On single threaded programs it is usually not a big issue because they
tend to start on one node, allocate all their memory there and then eventually
use it there too, but on multithreaded programs where threads can
run on different nodes it's a bigger problem to make sure the threads
can get node local memory for best performance.
At first look such a call still looks like a bad idea - after all the kernel can
switch a process at any time to other CPUs so any result of this call might
be wrong as soon as it returns.
But at a closer look it really makes sense:
- The kernel has strong thread affinity and usually keeps a process on the
same CPU. So switching CPUs is rare. This makes it an useful optimization.
The alternative is usually to bind the process to a specific CPU - then it
"know" where it is - but the problem is that this is nasty to use and
requires user configuration. The kernel often can make better decisions on
where to schedule.
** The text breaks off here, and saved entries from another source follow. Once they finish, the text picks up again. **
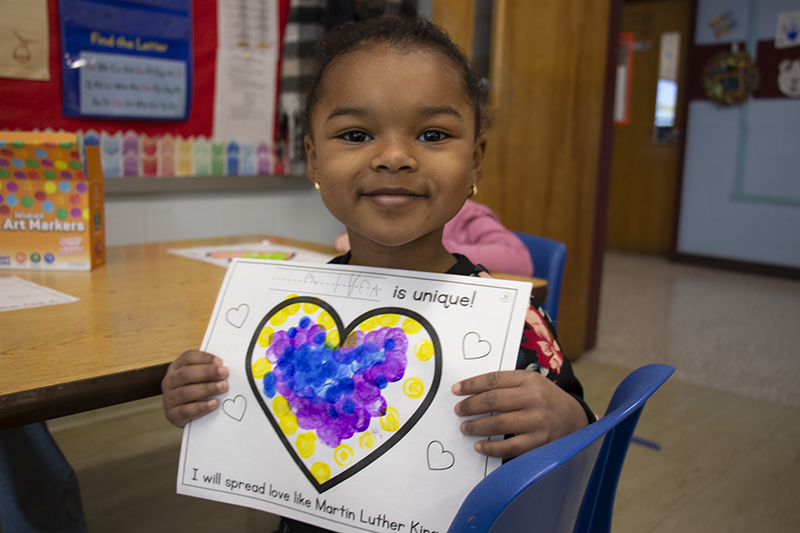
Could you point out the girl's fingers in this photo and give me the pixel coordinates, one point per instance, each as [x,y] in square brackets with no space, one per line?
[499,424]
[183,414]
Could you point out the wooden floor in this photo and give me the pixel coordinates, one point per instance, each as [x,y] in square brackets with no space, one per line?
[721,456]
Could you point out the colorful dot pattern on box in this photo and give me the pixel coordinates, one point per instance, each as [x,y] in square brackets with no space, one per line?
[58,165]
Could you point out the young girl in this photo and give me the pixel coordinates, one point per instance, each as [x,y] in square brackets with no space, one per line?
[395,147]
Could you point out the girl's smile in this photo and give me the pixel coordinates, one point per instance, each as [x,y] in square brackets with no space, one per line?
[394,150]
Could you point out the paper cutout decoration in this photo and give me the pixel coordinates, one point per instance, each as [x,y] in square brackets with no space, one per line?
[340,397]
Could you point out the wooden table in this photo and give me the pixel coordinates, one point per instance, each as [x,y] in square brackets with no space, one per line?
[136,314]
And doing it automatically makes it just work.
This cannot be done effectively in user space because only the kernel
knows how to get this information from the CPUs because it requires
translating local APIC numbers to Linux CPU numbers.
Doing it in a syscall is too slow so doing it in a vsyscall makes sense.
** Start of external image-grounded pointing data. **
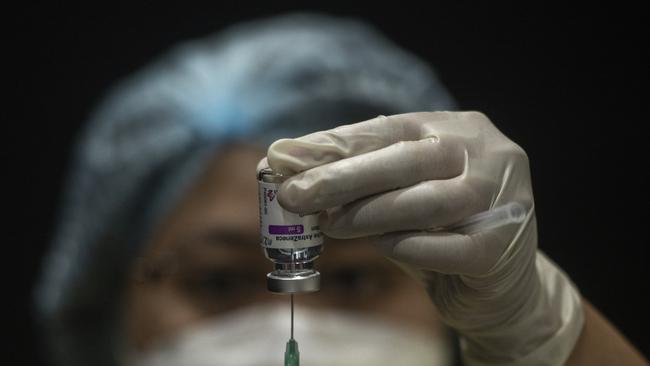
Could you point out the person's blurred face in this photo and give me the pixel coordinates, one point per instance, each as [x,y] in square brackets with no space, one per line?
[205,260]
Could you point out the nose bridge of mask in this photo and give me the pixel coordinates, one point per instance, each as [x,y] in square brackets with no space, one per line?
[256,336]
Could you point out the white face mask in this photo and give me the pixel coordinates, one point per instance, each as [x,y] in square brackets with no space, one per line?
[257,336]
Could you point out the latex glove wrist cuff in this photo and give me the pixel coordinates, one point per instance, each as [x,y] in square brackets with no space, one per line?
[556,306]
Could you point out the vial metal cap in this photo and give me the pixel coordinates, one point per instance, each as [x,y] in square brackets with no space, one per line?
[286,282]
I have patches now in my tree from Vojtech
ftp://ftp.firstfloor.org/pub/ak/x86_64/quilt/patches/getcpu-vsyscall
(note doesn't apply on its own, needs earlier patches in the quilt set)
The prototype is
long vgetcpu(int *cpu, int *node, unsigned long *tcache)
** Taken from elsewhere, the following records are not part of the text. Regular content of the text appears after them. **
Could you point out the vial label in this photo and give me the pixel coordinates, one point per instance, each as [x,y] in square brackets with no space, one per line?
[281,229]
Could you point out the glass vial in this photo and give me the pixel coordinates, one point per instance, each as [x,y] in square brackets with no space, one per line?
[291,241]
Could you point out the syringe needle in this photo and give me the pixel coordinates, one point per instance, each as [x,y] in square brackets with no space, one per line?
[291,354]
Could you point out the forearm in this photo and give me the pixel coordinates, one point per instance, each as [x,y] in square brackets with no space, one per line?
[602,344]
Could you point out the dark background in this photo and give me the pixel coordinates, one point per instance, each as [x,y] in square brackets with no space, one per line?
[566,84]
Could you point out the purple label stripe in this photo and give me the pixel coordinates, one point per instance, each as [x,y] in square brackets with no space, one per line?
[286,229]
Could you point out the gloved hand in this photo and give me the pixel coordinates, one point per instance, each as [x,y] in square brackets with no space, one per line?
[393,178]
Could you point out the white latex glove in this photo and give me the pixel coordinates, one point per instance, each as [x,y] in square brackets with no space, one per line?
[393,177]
cpu gets the current CPU number if not NULL.
node gets the current node number if not NULL
tcache is a pointer to a two element long array, can be also NULL. Described below.
Return is always 0.
[I modified the prototype a bit over Vojtech's original implementation
to be more foolproof and add the caching mechanism]
Unfortunately all ways to get this information from the CPU are still relatively slow:
it supports RDTSCP on CPUs that support it and CPUID(1) otherwise. Unfortunately
they both are relatively slow.
They stall the pipeline and add some overhead
so I added a special caching mechanism. The idea is that if it's a little
slow then user space would likely cache the information anyways. The problem
with caching is that you need a way to find if it's out of date. User space
cannot do this because it doesn't have a fast way to access a time stamp.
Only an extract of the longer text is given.